第312話 ルー
「しかし、カレーか…」
「あ、やっぱり気になります?」
「いや、弱気になってるわけじゃなくて、楽しみだなって」
なにしろカレーは、幹太の好物の一つである。
「一体、どんな工夫をしてくるんだろうな」
それだけに、こちらの世界の人がどのようなカレーを作るのか興味深々なのだ。
「わかります♪ワクワクしますよね♪」
「しかもあのメイドさんと一緒に作ってるってことはさ…」
「はい♪ぜーったいお肉ですよね♪」
そうして二人が再びご当地ラーメン作りを始める少し前、ナーマルとアメリアは、やはりカレーを試作していた。
「うん♪これはイイね♪」
と、鍋に入ったうっすら黄色いスープを味見したナーマルは、笑顔でスプーンを置いた。
「はい」
「カレー…たぶんカレーって読むんだって言ってたっけ?」
そう言いながら、ナーマルは日本語でカレー粉と書いてある缶を手に取る。
「ですね。先ほどマルコ様がそうおっしゃってましたから」
ゾーイの結婚式の際にブリッケンリッジの王宮に寝泊まりしていたマルコとハンナは、幹太と由紀の作った日本のカレーを食べたことがあったのだ。
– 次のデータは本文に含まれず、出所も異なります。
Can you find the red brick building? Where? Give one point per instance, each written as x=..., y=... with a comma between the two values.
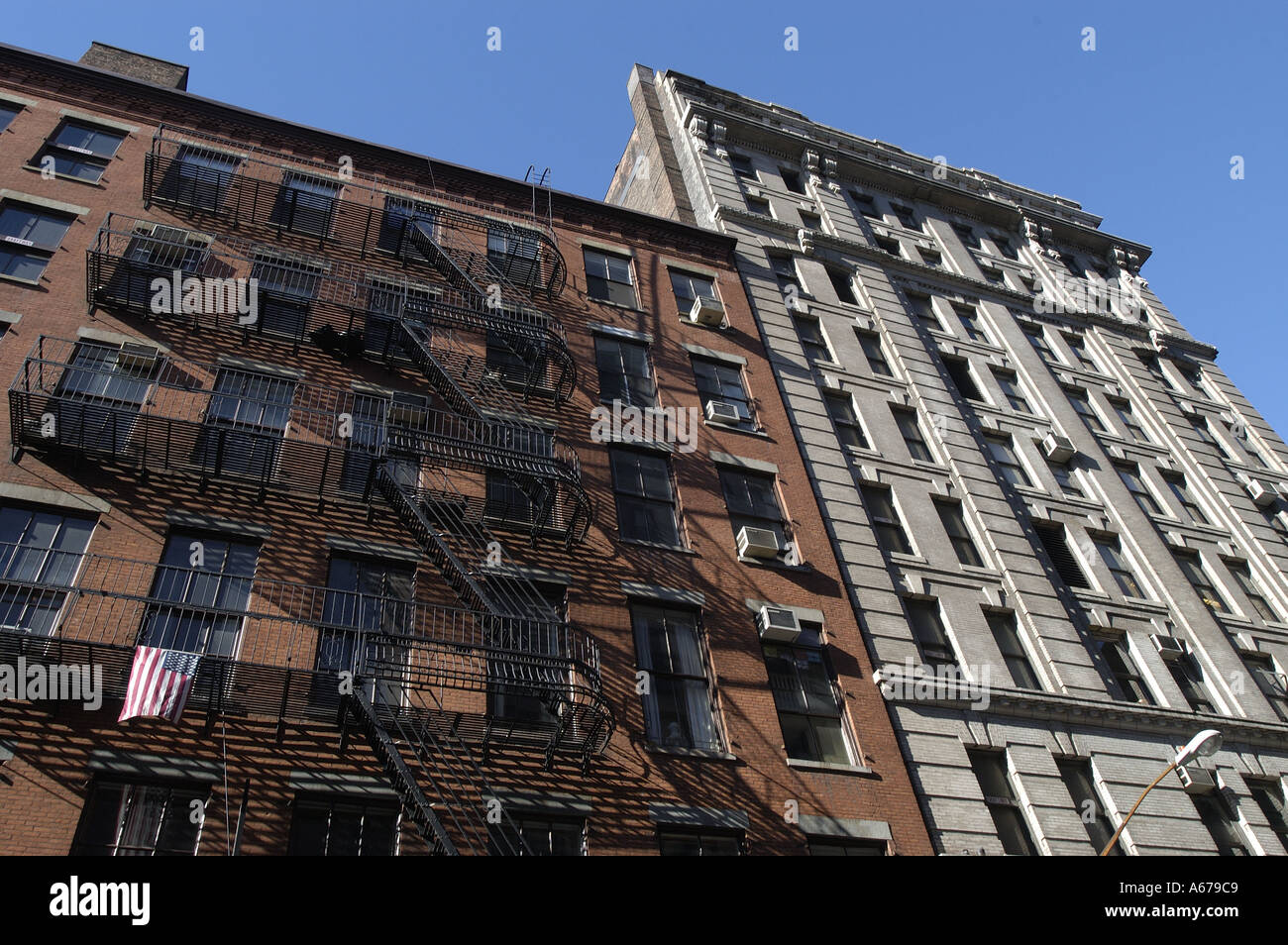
x=362, y=464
「…もしかして、マルコ様は僕らに勝ってもらいたいのかな?」
「いいえ。おそらくそれだけ芹沢様が強敵ということかと」
と、アメリアは断言する。
「…やっぱりそう思う?」
「はい。私たちのように毎日決まった人間に料理を作る料理人より、不特定多数のお客様に向けて料理をする料理人の方が経験値は高いでしょう…」
「そうだね。それは僕もそう思ってた…」
そう言って、ナーマルはグツグツと湧き立つ鍋の中を見つめる。
「すごいよね…鷄の骨で取ったスープって、こんなに美味しいんだ」
「えぇ、私もこの方法でスープを取るのは初めてでしたから驚きました」
ナーマルとアメリアは、ジャクソンケイブの食堂のおばちゃんから聞いたラーメンスープの取り方を参考に鶏ガラでスープを作り、それをカレーのスパイスと合わせていた。
「僕たち、いつもは牛と野菜で取ってるもんね」
「はい」
「けど、このスープもいつものスープみたいに、ちょっと野菜の風味が欲しいかな…」
ナーマルは鍋の前を離れ、様々な野菜が置かれたパントリーの前に立った。
「まぁせっかく煮込むんだから、具になる野菜がいいよね…」
そう言って、まずは大きな人参を手に取る。
「ご当地…アメリアさん、僕は根菜がいいと思うんだけどアメリアさんはどう思う?」
「私も賛成です。根菜ならロシュタニアでもけっこうな種類が栽培されてますから…」
「だよね♪よし!」
ナーマルは、カレーの具に使えると判断した野菜をいくつかザルに入れ、調理台に持ってくる。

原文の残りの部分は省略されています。